Last modified: 2014-11-13 17:42:12 UTC
http://parsoid.wmflabs.org:8001/latestresult/zh/EOS contains [[佳能 EOS 300D|300D<p>Digital Rebel<p>Kiss Digital]] block content inside links is problematic: > div = document.createElement('div') <div></div> > div.innerHTML = '<a href="foo">foo<p>bar</a>' "<a href="foo">foo<p>bar</a>" > div.outerHTML "<div><a href="foo">foo</a><p><a href="foo">bar</a></p></div>"

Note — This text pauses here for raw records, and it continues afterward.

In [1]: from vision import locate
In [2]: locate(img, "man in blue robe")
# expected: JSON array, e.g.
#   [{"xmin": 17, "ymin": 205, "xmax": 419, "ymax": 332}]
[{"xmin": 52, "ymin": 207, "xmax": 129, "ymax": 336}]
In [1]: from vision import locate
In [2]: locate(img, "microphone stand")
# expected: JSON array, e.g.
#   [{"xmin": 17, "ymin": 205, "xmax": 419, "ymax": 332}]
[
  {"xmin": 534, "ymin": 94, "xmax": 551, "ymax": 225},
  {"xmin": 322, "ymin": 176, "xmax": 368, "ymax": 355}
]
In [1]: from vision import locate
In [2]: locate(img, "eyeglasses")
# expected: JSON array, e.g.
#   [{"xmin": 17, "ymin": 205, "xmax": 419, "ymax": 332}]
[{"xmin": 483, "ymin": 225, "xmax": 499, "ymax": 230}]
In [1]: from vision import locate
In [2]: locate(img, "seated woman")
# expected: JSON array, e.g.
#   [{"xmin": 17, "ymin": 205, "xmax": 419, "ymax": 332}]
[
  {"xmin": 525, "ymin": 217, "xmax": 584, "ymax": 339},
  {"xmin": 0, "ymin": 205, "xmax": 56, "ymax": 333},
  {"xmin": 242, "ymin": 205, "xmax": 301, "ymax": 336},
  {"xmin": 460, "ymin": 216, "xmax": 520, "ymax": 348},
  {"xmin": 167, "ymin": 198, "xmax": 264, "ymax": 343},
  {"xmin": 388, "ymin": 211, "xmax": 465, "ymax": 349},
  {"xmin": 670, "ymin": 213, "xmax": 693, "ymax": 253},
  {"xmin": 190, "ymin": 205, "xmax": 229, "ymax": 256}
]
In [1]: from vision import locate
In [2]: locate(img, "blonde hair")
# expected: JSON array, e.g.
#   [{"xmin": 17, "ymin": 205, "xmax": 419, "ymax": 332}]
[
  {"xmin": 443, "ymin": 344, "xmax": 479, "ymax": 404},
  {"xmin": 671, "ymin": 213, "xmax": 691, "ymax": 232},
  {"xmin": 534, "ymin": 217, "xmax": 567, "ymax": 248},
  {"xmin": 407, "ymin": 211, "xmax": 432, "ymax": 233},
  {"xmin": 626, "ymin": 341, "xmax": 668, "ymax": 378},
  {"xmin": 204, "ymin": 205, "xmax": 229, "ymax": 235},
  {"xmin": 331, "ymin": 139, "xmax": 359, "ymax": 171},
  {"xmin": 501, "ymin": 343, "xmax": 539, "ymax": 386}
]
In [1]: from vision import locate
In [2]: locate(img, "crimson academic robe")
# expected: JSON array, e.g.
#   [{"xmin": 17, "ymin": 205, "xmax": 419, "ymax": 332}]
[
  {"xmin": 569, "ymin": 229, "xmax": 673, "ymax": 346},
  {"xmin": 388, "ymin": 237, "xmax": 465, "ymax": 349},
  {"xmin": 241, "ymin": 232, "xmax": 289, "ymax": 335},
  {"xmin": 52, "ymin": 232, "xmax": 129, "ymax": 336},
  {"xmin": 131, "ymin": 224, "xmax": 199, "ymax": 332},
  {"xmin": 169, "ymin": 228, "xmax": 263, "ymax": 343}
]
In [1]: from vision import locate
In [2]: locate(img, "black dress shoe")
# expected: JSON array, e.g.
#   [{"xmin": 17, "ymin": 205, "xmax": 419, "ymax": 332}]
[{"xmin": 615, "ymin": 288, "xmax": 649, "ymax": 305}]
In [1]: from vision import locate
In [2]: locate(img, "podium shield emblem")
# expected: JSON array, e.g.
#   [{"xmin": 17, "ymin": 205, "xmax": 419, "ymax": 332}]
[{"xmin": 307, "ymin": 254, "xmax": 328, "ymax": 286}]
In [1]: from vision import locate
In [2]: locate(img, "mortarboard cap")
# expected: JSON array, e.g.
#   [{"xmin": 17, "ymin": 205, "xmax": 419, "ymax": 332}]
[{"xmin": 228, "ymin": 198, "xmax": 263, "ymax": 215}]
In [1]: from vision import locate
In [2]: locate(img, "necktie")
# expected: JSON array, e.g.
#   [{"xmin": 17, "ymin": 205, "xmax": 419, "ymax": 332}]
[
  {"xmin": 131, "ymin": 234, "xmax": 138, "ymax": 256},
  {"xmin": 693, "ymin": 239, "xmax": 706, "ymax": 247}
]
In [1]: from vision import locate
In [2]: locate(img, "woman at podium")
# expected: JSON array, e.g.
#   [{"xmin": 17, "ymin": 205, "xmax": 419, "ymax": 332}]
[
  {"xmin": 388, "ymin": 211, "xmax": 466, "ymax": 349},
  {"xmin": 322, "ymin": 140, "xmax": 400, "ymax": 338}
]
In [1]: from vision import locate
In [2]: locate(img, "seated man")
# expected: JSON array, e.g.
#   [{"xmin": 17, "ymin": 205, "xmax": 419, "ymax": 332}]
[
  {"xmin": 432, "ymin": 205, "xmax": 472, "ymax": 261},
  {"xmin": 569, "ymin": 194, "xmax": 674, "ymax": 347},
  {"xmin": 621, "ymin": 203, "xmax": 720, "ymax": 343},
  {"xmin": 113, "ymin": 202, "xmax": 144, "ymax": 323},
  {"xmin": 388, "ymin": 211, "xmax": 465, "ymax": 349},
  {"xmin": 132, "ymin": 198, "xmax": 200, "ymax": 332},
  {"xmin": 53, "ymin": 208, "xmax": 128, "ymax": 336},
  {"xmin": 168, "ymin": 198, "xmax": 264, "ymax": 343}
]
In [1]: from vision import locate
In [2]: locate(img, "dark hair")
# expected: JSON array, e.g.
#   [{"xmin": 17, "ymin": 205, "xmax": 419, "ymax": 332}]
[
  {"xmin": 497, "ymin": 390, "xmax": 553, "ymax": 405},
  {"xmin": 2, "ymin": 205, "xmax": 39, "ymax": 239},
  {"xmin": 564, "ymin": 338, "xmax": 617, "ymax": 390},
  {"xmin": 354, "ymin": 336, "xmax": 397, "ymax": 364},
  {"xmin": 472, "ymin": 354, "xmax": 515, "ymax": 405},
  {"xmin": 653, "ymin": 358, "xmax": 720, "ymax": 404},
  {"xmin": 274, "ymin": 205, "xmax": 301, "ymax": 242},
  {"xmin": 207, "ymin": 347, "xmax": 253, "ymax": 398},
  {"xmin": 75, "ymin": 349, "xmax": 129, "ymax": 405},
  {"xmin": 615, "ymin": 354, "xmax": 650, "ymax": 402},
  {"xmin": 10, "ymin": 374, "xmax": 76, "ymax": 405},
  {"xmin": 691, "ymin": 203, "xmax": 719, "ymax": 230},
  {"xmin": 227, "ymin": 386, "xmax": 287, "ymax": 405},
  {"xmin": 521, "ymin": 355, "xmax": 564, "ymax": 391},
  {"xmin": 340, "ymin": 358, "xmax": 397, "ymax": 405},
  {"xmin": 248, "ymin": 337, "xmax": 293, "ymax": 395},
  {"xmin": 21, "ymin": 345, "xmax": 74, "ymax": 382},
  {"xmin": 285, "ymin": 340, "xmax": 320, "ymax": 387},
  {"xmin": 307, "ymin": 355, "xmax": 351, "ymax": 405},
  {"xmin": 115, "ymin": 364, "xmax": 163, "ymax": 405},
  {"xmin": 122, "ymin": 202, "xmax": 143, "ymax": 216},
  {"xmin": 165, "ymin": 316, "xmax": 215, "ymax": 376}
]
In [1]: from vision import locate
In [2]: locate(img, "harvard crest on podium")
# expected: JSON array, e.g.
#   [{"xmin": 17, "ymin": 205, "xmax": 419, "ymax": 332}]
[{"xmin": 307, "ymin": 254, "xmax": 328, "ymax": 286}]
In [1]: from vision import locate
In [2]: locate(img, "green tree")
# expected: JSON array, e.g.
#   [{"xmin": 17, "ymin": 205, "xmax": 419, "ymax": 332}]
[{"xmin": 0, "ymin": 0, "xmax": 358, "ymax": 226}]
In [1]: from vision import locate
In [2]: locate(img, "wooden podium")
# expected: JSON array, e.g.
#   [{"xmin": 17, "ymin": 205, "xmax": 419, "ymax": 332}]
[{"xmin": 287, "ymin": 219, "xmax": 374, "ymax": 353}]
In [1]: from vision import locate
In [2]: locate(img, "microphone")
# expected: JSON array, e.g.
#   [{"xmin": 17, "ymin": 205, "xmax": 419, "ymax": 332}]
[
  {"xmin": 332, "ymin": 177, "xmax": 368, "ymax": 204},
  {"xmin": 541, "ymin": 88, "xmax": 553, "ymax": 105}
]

This is probably related to bug 47326... but bug 47326 is fixable. Not sure that this particular bug is fixable, since our DOM fundamentally does not let us represent block content inside an <a> tag. OTOH, it's interesting that we currently round trip: [[佳能 EOS 300D|300D<p>Digital Rebel<p>Kiss Digital]] to [[佳能 EOS 300D|300D<p>Digital Rebel]]<p>[[佳能 EOS 300D|Kiss Digital]]</p> ie, we managed to deal with the first <p> somehow. We might be able to recombine these tags in the html2wt phase.

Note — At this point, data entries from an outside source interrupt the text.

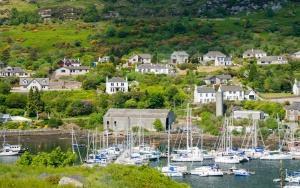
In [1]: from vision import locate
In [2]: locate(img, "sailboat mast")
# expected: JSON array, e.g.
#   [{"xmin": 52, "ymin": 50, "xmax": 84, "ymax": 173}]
[
  {"xmin": 190, "ymin": 108, "xmax": 193, "ymax": 149},
  {"xmin": 167, "ymin": 124, "xmax": 170, "ymax": 166},
  {"xmin": 71, "ymin": 125, "xmax": 74, "ymax": 154},
  {"xmin": 186, "ymin": 103, "xmax": 189, "ymax": 150}
]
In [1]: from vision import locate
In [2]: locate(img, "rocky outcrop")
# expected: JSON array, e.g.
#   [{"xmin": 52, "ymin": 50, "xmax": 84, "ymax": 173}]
[{"xmin": 58, "ymin": 177, "xmax": 83, "ymax": 187}]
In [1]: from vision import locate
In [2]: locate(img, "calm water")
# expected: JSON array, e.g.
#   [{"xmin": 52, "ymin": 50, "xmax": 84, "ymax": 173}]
[{"xmin": 1, "ymin": 136, "xmax": 299, "ymax": 188}]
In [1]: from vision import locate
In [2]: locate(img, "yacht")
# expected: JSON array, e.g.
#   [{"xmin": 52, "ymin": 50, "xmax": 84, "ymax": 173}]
[{"xmin": 191, "ymin": 164, "xmax": 223, "ymax": 176}]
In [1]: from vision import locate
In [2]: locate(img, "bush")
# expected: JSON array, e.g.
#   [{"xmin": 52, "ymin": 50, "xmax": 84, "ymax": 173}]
[{"xmin": 177, "ymin": 63, "xmax": 197, "ymax": 70}]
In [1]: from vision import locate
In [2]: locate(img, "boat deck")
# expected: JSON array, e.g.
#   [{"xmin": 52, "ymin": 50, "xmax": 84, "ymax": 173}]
[{"xmin": 182, "ymin": 171, "xmax": 255, "ymax": 175}]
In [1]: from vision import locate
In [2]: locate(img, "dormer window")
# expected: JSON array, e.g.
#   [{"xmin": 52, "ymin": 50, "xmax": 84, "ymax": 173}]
[
  {"xmin": 23, "ymin": 80, "xmax": 28, "ymax": 84},
  {"xmin": 42, "ymin": 79, "xmax": 46, "ymax": 83}
]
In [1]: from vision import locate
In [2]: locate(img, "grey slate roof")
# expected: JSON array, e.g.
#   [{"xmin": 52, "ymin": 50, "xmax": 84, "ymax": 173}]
[
  {"xmin": 295, "ymin": 80, "xmax": 300, "ymax": 87},
  {"xmin": 204, "ymin": 51, "xmax": 225, "ymax": 57},
  {"xmin": 258, "ymin": 56, "xmax": 287, "ymax": 61},
  {"xmin": 172, "ymin": 51, "xmax": 188, "ymax": 56},
  {"xmin": 196, "ymin": 86, "xmax": 216, "ymax": 93},
  {"xmin": 245, "ymin": 90, "xmax": 253, "ymax": 95},
  {"xmin": 136, "ymin": 64, "xmax": 167, "ymax": 70},
  {"xmin": 108, "ymin": 77, "xmax": 127, "ymax": 83},
  {"xmin": 204, "ymin": 75, "xmax": 232, "ymax": 80},
  {"xmin": 0, "ymin": 66, "xmax": 25, "ymax": 73},
  {"xmin": 287, "ymin": 102, "xmax": 300, "ymax": 110},
  {"xmin": 243, "ymin": 49, "xmax": 266, "ymax": 55},
  {"xmin": 219, "ymin": 85, "xmax": 243, "ymax": 92},
  {"xmin": 104, "ymin": 108, "xmax": 172, "ymax": 118},
  {"xmin": 138, "ymin": 54, "xmax": 151, "ymax": 59},
  {"xmin": 19, "ymin": 78, "xmax": 50, "ymax": 86}
]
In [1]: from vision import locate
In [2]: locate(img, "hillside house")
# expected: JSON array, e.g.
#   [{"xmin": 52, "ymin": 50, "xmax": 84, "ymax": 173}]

Note that this is not true in production. The p tags in the first half are round-tripped with a meta tag based trick that is not safe when content can be edited. This trick is mainly used to hide noise in round-trip testing without selective serialization. parse.js defaulted to this trick so far, which I just submitted a patch for.
Also, selective serialization is thrown off by overlapping source ranges (it duplicates the nested paragraph source). Not sure if that can be improved on by forbidding range overlaps in the dsr pass.